Creating a strategic business unit enables companies to practice new businesses, products, markets, and technologies, without the constraints of working within a large organization. It benefits from the advantages of a startup, such as an autonomous team, but isn’t strapped for resources like most startups are. It operates separately and is focused on the target market. It is big adequate to have its own support functions such as HR, training departments, etc.
The purpose of identifying the company’s – strategic business units is to develop separate strategies and assign appropriate funding. It is a fully functional and dissimilar unit of a business that develops its own strategic vision and direction. An SBU’s appropriate objective cannot be determined solely by its position in the growth-share matrix. If additional factors are considered, the growth-share matrix can be seen as a special case of a multifactor portfolio matrix such as that pioneered by general, Electric (GE). This includes their aptitude to originate strategic ideas, develop marketing strategies, and even generate their own brand individuality.

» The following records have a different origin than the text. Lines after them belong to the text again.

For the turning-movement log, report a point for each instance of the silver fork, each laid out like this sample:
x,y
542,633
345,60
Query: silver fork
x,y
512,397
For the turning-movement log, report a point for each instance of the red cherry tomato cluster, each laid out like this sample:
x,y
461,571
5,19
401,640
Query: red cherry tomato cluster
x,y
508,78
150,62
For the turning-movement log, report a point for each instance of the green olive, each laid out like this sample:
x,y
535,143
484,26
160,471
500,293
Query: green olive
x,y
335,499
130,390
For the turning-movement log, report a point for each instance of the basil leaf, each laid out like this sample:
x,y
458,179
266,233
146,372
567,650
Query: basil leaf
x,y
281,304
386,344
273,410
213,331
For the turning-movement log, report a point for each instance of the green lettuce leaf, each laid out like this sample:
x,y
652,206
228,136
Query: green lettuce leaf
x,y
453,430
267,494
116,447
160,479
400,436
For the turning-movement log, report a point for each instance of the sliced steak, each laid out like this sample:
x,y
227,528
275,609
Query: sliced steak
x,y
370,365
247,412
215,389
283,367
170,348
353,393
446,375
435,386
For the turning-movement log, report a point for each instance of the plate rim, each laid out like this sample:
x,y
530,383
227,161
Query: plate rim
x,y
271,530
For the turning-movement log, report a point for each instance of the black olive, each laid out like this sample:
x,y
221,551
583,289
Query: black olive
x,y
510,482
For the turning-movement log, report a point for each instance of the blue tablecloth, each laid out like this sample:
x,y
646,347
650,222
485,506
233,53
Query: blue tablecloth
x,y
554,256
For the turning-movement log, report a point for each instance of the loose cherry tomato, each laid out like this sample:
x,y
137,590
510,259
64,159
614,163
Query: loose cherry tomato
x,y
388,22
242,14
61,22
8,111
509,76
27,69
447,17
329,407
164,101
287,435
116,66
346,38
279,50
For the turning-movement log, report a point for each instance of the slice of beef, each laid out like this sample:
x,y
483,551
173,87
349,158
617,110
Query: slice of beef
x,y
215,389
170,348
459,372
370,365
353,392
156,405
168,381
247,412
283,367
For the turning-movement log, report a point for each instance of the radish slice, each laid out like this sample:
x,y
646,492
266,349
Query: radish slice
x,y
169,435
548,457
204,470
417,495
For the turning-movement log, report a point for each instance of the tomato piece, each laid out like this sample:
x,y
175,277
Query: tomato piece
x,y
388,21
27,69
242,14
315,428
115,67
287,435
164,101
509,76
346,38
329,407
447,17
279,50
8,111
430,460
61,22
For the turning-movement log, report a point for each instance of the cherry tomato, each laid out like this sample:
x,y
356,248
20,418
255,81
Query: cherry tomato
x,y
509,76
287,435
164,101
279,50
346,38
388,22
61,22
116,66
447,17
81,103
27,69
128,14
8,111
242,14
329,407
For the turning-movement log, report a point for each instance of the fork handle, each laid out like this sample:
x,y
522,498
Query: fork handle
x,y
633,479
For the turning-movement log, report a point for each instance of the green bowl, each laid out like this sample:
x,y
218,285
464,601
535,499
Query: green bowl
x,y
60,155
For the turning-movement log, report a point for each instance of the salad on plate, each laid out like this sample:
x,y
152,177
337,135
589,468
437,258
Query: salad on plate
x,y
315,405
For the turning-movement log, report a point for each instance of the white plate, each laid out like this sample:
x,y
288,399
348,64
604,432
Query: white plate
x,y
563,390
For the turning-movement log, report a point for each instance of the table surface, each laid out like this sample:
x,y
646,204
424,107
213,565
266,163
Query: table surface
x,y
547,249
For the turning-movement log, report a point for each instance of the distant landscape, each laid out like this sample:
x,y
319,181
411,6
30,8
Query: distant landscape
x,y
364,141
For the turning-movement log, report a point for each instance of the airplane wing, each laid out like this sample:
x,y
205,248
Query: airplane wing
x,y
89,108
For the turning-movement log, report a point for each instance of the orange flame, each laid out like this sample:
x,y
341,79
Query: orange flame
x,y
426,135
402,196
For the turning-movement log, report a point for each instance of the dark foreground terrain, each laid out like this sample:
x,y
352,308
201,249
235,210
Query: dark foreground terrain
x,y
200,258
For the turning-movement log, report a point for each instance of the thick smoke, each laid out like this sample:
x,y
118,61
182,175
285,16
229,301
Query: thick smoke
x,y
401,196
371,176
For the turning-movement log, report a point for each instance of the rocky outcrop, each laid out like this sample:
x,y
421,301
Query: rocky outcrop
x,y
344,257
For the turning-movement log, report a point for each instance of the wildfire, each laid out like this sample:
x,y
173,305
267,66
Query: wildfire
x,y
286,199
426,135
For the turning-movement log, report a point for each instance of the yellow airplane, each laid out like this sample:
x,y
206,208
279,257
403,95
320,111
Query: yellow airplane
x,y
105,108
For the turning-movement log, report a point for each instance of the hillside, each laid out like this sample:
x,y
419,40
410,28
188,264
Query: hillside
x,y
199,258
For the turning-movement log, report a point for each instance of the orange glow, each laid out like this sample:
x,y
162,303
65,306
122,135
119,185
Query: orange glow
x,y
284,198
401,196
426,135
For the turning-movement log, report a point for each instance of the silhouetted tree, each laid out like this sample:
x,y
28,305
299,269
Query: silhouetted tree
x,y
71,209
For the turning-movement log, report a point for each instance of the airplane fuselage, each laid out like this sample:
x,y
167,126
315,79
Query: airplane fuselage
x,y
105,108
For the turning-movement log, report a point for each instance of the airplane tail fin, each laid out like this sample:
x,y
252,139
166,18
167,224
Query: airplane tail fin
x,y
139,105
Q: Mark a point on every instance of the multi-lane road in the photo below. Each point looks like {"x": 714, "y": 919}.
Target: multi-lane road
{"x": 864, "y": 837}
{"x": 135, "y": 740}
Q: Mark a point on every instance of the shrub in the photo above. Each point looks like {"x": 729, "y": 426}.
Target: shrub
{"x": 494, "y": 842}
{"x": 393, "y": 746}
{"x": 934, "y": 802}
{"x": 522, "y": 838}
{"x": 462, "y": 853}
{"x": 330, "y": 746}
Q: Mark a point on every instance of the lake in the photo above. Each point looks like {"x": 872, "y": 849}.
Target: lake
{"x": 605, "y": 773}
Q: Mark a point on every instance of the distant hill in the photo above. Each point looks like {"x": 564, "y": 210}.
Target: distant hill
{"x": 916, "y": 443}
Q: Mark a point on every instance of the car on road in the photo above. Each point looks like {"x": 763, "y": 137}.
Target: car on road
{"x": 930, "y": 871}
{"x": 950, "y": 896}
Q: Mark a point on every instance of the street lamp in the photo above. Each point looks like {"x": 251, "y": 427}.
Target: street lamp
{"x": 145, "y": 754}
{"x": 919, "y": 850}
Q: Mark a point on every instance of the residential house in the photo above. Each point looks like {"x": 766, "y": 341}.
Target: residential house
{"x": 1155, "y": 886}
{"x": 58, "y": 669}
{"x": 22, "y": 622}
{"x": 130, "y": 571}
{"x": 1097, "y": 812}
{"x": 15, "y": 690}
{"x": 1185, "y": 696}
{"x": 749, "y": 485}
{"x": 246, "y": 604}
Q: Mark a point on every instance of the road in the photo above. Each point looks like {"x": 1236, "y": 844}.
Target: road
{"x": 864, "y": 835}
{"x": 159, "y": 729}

In fact, the GE matrix is divided into nine cells, which in turn fall into three zones. The three cells in the upper-left corner indicate strong SBUs in which the company should invest or grow. The diagonal cells stretching from the lower left to the upper right indicate SBUs that are medium in overall attractiveness. The company should pursue selectivity and manage for earning in these SBUs. The three cells in the lower-right corner indicate SBUs that are low in overall attractiveness. The company should give serious thought about harvesting or divesting these companies.